Les bourses Eugène Ionesco représentent l’instrument d’un projet solide de coopération, parce que la Roumanie a déjà une expérience d’aide pour le développement depuis les années du communisme, quand des milliers de jeunes des pays mal développés venaient faire leurs études ici. Maintenant, comme pays membre de l’Union Européenne, la Roumanie doit contribuer au développement des pays pauvres. Les Bourses Eugène Ionesco sont attribuées en priorité aux doctorants et chercheurs scientifiques des pays du Sud, attirés par les universités de Roumanie qui ont des centres d’excellence en français.

 

Comment pouvez vous caractériser la visite en Roumanie et le message lancé par M. Nicolas Sarkozy le Président de la France à cette occasion ?

La visite toute récente du président de la France M. Nicolas Sarkozy en  Roumanie a été un succès, car ce fut l’occasion pour conclure un accord important de coopération bilatérale. D’ailleurs le domaine de l’éducation et de la recherche figure sur la liste des domaines  privilégiés de cette coopération.

 

Que signifie la francophonie pour vous, personnellement?

La francophonie signifie, premièrement, de la solidarité. Il s’agit de la solidarité dans son sens de valeur universelle. Nous la retrouvons même aujourd’hui, parce que la société contemporaine réagit de façon solidaire seulement dans des cas catastrophiques, dans des moments critiques. La francophonie s’est articulée comme projet de construire la solidarité avec les pays du sud. L’élément qui distingue la Francophonie dans paysage des organisations internationales – l’éparpillement de l’usage du française dans le monde – ne doit pas nous tromper : la Francophonie n’est pas un projet culturel, mais c’est un projet politique et le sens profond du ce projet politique est celui de tisser de la solidarité.

 

Quel message adresseriez-vous aux jeunes qui étudient le français en Roumanie ?

Aux Jeunes qui apprennent le français j’adresse un message simple : apprenez cette langue pas seulement parce qu’elle est parente avec le roumaine, mais parce qu’elle sera d’avantage dans l’avenir. Dans quelques années, chaque citoyen de l’Europe devra connaître, pour réussir dans la carrière choisie, au moins deux langues européennes.
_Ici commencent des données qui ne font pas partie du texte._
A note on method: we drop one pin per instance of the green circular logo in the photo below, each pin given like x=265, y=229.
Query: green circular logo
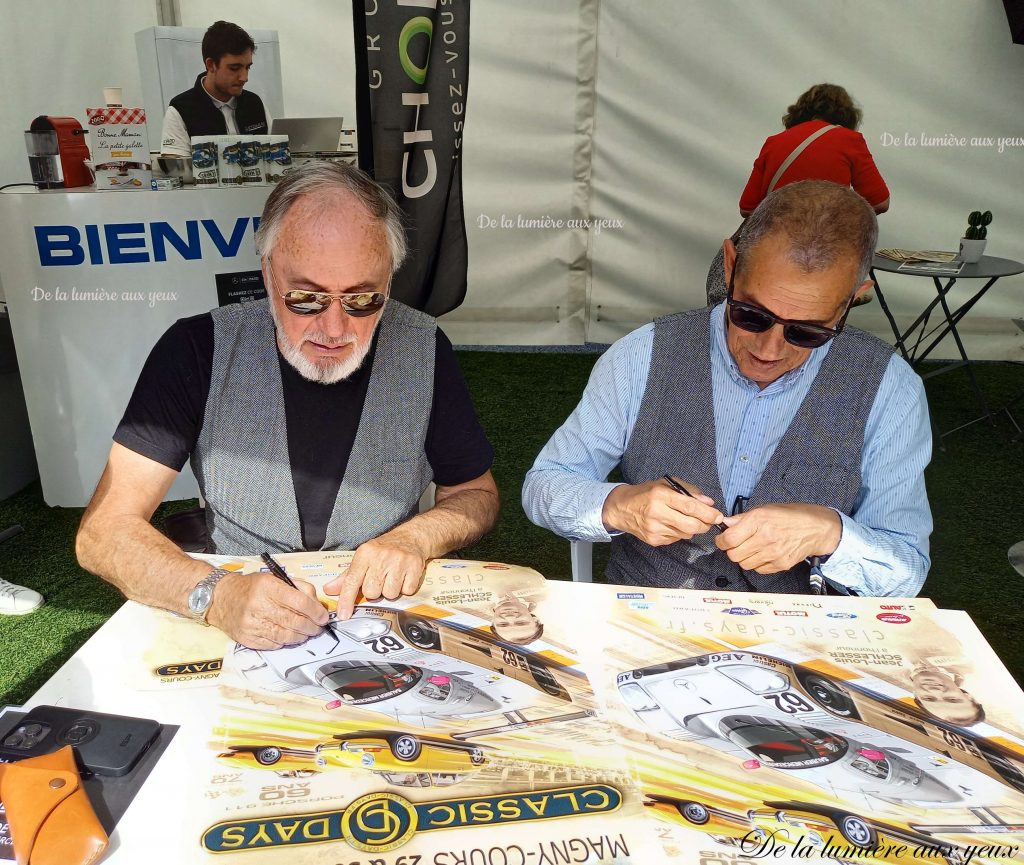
x=379, y=822
x=414, y=27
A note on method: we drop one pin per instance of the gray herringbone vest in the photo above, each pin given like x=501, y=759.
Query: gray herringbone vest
x=241, y=459
x=817, y=460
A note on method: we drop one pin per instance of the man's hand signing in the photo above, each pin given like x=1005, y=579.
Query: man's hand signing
x=657, y=514
x=774, y=537
x=261, y=612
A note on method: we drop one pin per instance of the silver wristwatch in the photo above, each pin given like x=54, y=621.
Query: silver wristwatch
x=201, y=597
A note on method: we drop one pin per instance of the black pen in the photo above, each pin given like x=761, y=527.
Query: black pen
x=282, y=574
x=278, y=570
x=675, y=484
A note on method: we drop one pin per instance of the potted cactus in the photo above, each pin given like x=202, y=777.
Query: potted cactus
x=973, y=242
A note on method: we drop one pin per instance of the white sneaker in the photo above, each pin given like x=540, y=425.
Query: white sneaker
x=16, y=600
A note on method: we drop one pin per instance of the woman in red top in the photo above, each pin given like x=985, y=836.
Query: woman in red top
x=840, y=155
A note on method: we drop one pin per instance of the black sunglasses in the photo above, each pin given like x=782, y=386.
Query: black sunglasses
x=356, y=304
x=757, y=319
La Roumanie a, d’ailleurs, au niveau européen, le taux le plus haut d’élèves qui étudient le français comme une langue étrangère. Le français est enseigné par un nombre important de très bons professeurs. Moi-même, je garde le souvenir de tous mes professeurs de français, de la première année d’école jusqu'à la faculté.

 

Quelles mesures peuvent être mises en œuvre pour le développement de l’enseignement bilingue en Roumanie ?

En Roumanie, le français n'est plus la première langue apprise, elle est la deuxième. Cette position doit être consolidée, parce qu’elle évoque la tradition de notre modernité politique et culturelle. La consolidation de la position occupée par la langue française dans le paysage des langues étrangères enseignées en Roumanie ne peut pas se faire qu’avec une attention accordée à la formation des professeurs – ceux-ci doivent être soutenus pour avoir accès aux derniers instruments pour enseigner, mais aussi instruments d’évaluation développés en France, comme dans les autres pays francophones. De l’autre côté c’est absolument nécessaire de doubler l’accès aux produits culturels français et francophones. C’est vrai, qui apprendrait le français s’il ne peut l’utiliser ? C’est nécessaire pour tous ceux qui apprennent cette langue de pouvoir lire des livres dans cette langue, d’écouter de la musique, de voir des films etc., en conclusion c’est pour bénéficier de la diversité culturelle qui « porte » cette langue parlée à Paris, Dakar ou Montréal. Les Bibliothèques et les vidéothèques publiques devraient être alimentées avec ces références sans lesquelles le français resterait une langue morte.